Diplomasi de bu oyunun en parlak maskesidir. Kimi zaman gerçekten barış için çabalar ama çoğu zaman güçlü tarafın avantajını koruyan bir perdeye dönüşür. Arada kalan devletler, uluslararası kurumlar ve sözde arabulucular, insaniyet maskesiyle güç dengelerini sabitler. Kimi krizi çözer gibi görünür, kimi sadece dondurur. Böylece zulmün yeni turları için zemin hazırlanır.

Elbette, ateşkesin hayat kurtardığı anlar da vardır. Fakat eğer bu süreç denetlenmez, şeffaf olmaz, bağımsız gözlemcilerce güvence altına alınmazsa, sonuç hep aynıdır, Güçlü olan yeniden nefes alır, zayıf olan yeniden hedeflenir. Bu, teorik bir kaygı değil, sayısız örnekle kanıtlanmış bir gerçektir.

Bugün artık bu tiyatronun başka bir oyuncusu daha var "küresel körlük". Güçlü müttefiklerin “itidal” çağrıları, diplomatik ifadelerle yumuşatılan kınamalar, medyanın parazitleştirdiği vicdan... Her şey suçun görünürlüğünü azaltmak, zulmü “çatışma” kisvesi altında meşrulaştırmak için çalışıyor. Ekranlar kararıyor, gündem değişiyor, ölümler sıradanlaşıyor.

Gerçek barış, sahnede değil, masanın altındaki hesapların ortadan kaldırılmasıyla mümkündür. Çünkü suç, çoğu kez o masanın altında imzalanır Üstündeyse sadece dekor vardır. Adalet masanın üstüne konulmadıkça her ateşkes yeni bir başlangıç değil, yeni bir cezalandırmadır.

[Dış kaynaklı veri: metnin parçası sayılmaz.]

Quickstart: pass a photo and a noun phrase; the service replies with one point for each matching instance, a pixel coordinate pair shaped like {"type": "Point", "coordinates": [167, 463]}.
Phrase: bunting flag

Bu yüzden vicdanlı bir insanın tavrı, sorgulamaktır. “Ateşkes” sözcüğünü kutsamak değil, niyetini çözümlemektir. Eğer amaç insanı korumak değilse, o çağrı bir kurtuluş değil, bir tuzaktır. Barış kelimesini ağızlarına alanlar, önce adaletin yerini sormalıdır.

Dünya artık bu oyunu anlamak zorundadır.

Diplomasi tiyatrosunu, arabuluculuğun perde arkasını, insani koridorların nasıl kullanıldığını görmek zorundadır. Çünkü eğer bir kelime “ateşkes” insanlığı kurtarmıyorsa, o kelime insanlığın üstüne örtülmüş bir yalandır.

Barış müzakere edilebilir, ama hesaplaşma ertelenemez. Adalet geciktikçe, her ateşkes sadece yeni bir zulmün provasına dönüşür.